Closed. This question needs to be more focused. It is not currently accepting answers.
Want to improve this question? Update the question so it focuses on one problem only by editing this post.
Closed 4 years ago.
Improve this question
I am new to AWS and need to decide what to choose between AWS dynamo db or AWS S3.
I have a use case in which I need to fetch multiple items from the data source and update the items and put back to the data source. I have searched and found that we can't perform multiple get in S3.
Any Suggestions it will be helpful !!
AWS Dynamodb and S3 serves different purposes.
Dynamodb - Is good for storing structured or semi-structured data. Its has limits in storage size(Record should be less than 400KB's) but has very high access speeds (Single digit millisecond)
S3 - Is good for storing files. Files could be read over http with its REST API. It allows to store very large files(Up to 5 TB's) with a reasonable access speeds.
For some requirements both services can be used together.
e.g.
If you need store user profiles with profile image, you can upload the image to S3 and store the link in user profiles table in dynamodb as an attribute.
I have used both Dynamodb and S3.
It depends on your application and type of data, if you are going to use that for real time application i would suggest Dynamodb. Latency is good on dynamodb compare to s3 and you can update data based on your key. If you are going to update images or some kind of files you can use s3 and you can save some money with s3.
While I understand, that you want to do CRUD operations (create, read , update and delete) - it is crucial to understand the following factors to decide whether S3 or dynamoDB fits your use-case.
[1]Data Structure -> Are you storing objects as whole like documents or tuples of data ?
[2]Evolution of Data -> How frequent your data will get updated?
[3]Concurrency -> How many concurrent reads or writes at a time? How many clients will be reading and writing the data store?
[4]Scalability -> does your use-case involves billions of objects which needs to be retrieved in a sub-second response time ??
AWS S3 is a scalable storage service which not only helps to store the data in a secure & organization way but also helps to manage its lifecycle though other storage classes like IA and glaciers in a cost efficient way.
AWS DynamoDB is a NOSQL storage service, which gives you a high concurrency reads/writes (which you can provision) as per your need and you need to pay only for those reads/writes. With primary & secondary (local or global) indexes, highly distributed cluster pattern can be obtained for sub-second response queries.
In some ways, you can also use both S3 and DynamoDB together by fronting Lambda services distributing your compute requirements across these storage services.

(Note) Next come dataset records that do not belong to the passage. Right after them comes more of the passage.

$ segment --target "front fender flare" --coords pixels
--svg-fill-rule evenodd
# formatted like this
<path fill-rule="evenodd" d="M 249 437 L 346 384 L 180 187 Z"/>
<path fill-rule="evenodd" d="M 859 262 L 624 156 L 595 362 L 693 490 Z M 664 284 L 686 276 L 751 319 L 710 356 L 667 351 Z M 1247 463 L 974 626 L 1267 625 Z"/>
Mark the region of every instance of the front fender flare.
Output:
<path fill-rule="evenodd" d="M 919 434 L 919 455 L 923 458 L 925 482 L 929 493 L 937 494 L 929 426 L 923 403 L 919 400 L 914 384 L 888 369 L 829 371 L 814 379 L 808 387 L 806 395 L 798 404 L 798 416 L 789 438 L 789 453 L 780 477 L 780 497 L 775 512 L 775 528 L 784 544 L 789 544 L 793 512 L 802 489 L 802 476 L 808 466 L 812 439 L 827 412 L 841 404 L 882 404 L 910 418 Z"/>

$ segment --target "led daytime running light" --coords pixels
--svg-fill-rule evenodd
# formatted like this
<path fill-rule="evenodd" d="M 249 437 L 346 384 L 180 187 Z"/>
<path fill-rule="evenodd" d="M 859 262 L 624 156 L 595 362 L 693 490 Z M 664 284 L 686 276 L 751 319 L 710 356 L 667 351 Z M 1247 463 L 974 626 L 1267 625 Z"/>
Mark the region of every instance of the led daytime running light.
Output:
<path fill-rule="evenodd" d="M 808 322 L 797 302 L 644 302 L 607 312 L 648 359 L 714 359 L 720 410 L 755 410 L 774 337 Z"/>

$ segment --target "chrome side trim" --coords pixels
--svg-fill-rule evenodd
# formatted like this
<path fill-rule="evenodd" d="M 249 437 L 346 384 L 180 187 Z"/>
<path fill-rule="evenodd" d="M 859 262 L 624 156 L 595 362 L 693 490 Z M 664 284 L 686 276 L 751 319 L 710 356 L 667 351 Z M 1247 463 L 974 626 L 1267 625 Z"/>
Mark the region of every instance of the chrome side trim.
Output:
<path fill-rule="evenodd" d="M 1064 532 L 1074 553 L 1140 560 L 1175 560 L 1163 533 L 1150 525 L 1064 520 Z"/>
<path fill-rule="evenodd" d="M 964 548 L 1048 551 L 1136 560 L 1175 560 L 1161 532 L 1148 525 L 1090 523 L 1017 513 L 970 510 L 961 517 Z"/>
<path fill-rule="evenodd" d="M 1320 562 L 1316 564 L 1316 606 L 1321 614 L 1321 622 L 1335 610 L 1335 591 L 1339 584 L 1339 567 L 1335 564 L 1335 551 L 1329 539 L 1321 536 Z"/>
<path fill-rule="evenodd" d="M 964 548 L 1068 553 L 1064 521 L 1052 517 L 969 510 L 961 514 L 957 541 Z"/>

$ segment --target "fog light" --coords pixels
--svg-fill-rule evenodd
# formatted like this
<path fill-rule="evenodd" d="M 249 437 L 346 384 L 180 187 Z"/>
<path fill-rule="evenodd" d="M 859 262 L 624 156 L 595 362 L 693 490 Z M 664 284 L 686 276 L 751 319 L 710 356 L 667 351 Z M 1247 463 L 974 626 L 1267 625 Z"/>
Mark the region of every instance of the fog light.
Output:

Hope it helps!
I actually did a similar kind of experiment and I would say that DynamoDB is the best choice because it has very fast read and write speeds than S3.
If you plan on updating items regularly then it's best to use DynamoDB. DynamoDB will be able to update and delete records faster than S3. S3 has many facilities (backups) with your files in case your bucket gets corrupted or deleted. However, it takes time for updates and deletes to be visible in S3. So, if the S3 bucket is regularly updated, then you risk customers seeing information that was not meant to be seen. Only use S3 if you want an easy way to upload files and download them with minimal need of deleting and updating, or don't care if users see old data. Summary: writes and reads are instant in S3. Updates and deletes take time to propagate across facilities.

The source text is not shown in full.